One way to extract data from an XML document is simple text parsing – browsing all characters in the document and check for a desired pattern:

<house>
<value><int>150,000</int></value>
</house>

Let’s say we are interested in the value of the house. Using straight text parsing, we would scan the file for the character sequence <int> and call it the start pattern. Then, we would further scan the document for the end pattern (i.e. </int></value>). Finally, we declare the text string in between these two patterns to be the value of the surrounding <house>...</house> tag.

Why it doesn't work that way

Obviously, this approach is not suitable for extracting information from large and complex XML documents, since we would have to know exactly what the file looks like and where the information needed is located. From a more general point of view, the structure and semantics of an XML file is determined by the makeup of the document, its tags and attributes – hence, we need a device that is able to recognize and understand this structure and can point out any errors in it. Moreover, it has to provide the content of the document through an interface, so that other applications can access it without difficulty. This device is known as an XML parser.

What a parser does

Almost all programs that need to process XML documents use an XML parser to extract the information stored in the XML document in order to avoid any of the difficulties that occur when reading and interpreting raw XML data. The parser usually is a class library (e.g. a set of Java class files) that reads a given document and checks if it is well-formed according to the W3C specification. Then, any client software can use methods of the interface provided by the parser API to access the information the parser retrieved from the XML file.

All in all, the parser shields the user from dealing with the complex details of XML like assembling information distributed over several XML files, checking for well-formedness constraints, and so on.

Parsing: an Example

To illustrate more clearly what parsing an XML file really means, the following example was created which contains information about some cities. It also keeps track of who is on vacation and demonstrates the parsing process with the currently most common parsing methods.

Example: cities.xml

<?xml version="1.0" encoding="UTF-8" ?>
<cities>
<city vacation="Sam">
<cityName>Atlanta</cityName>
<cityCountry>USA</cityCountry> 
</city>
<city vacation="David">
<cityName>Sydney</cityName>
<cityCountry>Australia</cityCountry> 
</city>
<city vacation="Pune">
<cityName>Athens</cityName>
<cityCountry>Greece</cityCountry> 
</city>
</cities>

Based on the information stored in this XML document, we can easily check who is on vacation and where. The parser will read the file using one of the various techniques presented later in this chapter.

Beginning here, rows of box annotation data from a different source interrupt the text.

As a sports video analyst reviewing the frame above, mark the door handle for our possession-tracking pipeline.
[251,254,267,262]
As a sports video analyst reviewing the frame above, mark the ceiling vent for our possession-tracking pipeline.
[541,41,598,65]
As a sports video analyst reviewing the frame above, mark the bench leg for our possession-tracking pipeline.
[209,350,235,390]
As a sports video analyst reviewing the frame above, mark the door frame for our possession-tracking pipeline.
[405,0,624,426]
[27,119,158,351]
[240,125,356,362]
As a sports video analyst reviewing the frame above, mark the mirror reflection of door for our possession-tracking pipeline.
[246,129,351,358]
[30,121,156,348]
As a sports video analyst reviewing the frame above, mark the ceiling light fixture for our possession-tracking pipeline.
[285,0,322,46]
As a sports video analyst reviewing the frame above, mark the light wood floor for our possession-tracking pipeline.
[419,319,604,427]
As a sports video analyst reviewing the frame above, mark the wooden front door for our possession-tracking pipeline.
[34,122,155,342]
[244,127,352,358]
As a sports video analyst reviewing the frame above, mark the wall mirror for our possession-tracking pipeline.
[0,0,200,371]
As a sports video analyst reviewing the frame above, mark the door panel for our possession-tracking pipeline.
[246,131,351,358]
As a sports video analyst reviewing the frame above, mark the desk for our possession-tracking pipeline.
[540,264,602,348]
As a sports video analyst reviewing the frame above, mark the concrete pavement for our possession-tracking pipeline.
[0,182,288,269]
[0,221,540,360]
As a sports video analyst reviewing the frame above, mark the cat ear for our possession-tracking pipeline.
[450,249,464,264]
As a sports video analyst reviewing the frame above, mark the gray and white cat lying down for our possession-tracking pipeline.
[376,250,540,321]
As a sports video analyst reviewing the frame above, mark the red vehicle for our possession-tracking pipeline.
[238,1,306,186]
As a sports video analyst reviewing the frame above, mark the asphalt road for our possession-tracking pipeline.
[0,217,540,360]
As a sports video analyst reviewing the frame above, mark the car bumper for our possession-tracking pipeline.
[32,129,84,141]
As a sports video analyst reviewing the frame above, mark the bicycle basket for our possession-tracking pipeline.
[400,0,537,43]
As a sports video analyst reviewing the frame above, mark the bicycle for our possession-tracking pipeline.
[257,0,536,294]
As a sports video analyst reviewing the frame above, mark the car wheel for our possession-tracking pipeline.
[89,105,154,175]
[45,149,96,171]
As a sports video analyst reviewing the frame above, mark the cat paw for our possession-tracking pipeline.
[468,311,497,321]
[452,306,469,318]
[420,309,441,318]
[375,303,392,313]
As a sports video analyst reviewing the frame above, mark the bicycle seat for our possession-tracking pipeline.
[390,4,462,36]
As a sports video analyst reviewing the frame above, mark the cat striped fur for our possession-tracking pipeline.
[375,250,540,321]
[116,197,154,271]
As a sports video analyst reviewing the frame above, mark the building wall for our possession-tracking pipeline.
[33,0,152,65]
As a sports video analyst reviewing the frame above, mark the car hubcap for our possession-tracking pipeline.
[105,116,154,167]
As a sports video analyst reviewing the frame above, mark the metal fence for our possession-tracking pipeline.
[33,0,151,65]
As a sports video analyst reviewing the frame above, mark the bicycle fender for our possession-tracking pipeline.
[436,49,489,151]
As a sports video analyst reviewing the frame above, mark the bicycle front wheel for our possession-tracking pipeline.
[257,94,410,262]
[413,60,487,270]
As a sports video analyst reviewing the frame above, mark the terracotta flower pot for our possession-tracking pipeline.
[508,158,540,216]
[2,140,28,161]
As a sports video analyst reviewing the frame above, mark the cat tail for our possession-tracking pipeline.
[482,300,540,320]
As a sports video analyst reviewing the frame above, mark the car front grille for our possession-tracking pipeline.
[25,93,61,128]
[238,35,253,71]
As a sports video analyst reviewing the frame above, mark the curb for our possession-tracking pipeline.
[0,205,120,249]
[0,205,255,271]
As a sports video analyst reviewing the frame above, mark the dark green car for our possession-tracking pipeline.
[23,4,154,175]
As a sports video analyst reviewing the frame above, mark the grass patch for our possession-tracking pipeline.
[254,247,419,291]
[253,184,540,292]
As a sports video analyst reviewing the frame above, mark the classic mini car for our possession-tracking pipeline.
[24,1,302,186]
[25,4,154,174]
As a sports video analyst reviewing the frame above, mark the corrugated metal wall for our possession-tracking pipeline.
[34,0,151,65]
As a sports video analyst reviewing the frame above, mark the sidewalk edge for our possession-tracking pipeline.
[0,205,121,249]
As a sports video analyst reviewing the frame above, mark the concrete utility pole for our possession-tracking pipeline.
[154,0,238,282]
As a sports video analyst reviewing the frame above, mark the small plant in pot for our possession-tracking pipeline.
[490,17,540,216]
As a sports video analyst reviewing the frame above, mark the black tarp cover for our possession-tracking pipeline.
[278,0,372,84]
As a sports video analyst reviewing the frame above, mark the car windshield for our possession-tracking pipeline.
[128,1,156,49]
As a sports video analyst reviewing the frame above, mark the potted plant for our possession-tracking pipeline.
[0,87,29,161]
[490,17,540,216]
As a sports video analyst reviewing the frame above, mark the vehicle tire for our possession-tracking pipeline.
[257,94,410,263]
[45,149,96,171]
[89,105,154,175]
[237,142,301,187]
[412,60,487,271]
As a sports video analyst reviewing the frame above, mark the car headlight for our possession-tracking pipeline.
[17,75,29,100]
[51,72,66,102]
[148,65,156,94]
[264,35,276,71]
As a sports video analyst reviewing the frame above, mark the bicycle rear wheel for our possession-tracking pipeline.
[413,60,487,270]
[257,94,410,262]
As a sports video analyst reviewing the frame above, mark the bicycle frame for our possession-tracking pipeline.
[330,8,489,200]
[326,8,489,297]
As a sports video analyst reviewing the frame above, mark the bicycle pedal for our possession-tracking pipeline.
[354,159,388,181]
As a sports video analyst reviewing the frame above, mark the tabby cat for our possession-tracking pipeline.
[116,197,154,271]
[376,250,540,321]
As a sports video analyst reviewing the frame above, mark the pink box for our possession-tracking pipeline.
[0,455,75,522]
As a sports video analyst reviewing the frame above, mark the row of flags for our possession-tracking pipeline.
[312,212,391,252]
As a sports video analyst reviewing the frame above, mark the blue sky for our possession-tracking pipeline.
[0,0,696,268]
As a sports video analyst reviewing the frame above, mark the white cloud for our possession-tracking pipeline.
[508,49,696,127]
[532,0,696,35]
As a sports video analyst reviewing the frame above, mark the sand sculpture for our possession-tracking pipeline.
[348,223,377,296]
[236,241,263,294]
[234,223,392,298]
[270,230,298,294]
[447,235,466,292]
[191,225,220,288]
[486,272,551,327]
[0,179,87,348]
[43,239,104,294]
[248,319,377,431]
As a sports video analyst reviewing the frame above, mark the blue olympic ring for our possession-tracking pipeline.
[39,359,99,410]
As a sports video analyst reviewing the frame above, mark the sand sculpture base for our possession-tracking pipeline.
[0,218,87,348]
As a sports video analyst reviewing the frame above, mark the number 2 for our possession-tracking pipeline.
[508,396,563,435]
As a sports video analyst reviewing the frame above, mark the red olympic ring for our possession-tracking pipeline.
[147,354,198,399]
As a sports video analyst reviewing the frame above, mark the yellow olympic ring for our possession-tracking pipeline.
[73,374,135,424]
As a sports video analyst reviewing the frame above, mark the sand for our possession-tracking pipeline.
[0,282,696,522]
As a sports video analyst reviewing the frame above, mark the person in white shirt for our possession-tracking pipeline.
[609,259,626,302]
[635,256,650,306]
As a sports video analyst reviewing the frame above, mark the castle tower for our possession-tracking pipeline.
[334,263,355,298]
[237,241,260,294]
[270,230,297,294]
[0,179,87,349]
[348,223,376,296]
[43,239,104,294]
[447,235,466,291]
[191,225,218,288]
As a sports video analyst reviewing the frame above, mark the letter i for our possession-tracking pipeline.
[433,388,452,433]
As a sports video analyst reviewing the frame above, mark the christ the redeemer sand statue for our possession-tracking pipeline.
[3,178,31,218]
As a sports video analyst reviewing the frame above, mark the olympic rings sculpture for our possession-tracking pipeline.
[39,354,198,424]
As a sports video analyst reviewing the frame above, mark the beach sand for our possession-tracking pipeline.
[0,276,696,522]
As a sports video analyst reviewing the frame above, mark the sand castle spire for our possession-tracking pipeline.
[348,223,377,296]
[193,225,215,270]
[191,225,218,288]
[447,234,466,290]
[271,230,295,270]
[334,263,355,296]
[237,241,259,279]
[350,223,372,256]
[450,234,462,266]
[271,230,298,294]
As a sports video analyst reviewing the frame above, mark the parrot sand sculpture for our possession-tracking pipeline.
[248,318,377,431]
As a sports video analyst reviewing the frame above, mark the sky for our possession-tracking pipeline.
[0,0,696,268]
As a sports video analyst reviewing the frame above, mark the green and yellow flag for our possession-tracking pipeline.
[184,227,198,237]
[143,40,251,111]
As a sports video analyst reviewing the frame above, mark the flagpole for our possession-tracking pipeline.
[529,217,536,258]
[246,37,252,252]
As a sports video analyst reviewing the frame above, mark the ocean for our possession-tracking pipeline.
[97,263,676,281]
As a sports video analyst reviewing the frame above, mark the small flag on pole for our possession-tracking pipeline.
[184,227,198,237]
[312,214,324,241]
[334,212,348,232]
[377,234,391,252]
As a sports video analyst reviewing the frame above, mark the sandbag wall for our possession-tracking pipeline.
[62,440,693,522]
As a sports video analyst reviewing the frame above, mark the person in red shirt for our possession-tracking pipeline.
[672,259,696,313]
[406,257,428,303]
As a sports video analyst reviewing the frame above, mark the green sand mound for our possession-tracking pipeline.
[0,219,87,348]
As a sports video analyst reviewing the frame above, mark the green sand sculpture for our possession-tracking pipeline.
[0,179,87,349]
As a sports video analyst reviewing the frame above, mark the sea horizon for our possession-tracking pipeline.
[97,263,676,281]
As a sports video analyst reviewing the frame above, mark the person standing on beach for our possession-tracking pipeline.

This process is very complicated and prone to errors of all kinds. Luckily, we will never have to write code for it, because there are plenty of free, fully-functional parsers on the Web. All we do is download a parser class library and access the XML document through the interface provided by the parser software. With more recent builds of Java, most parsers do not even have to be downloaded. In other words, we use the functions or methods included in the class library for extracting the information.

Basically, a parser reads the XML document and tries to recognize the structure of the file itself while checking for errors. It simply checks for start/end tags, attributes, namespaces, prefixes, and so on. Then, the client software can access the information derived from this structure using methods provided by the parser software (i.e. the interface).

The best way to learn about the functionality of a parser is to actually use them; therefore, the next section demonstrates the different methods of parsing.

Parser APIs (Application Programming Interface)

Overview

There are two “traditional” approaches that dominate the market right now, an event-based push-model as represented by SAX (Simple API for XML) and a tree-based model using the DOM (document object model) approach.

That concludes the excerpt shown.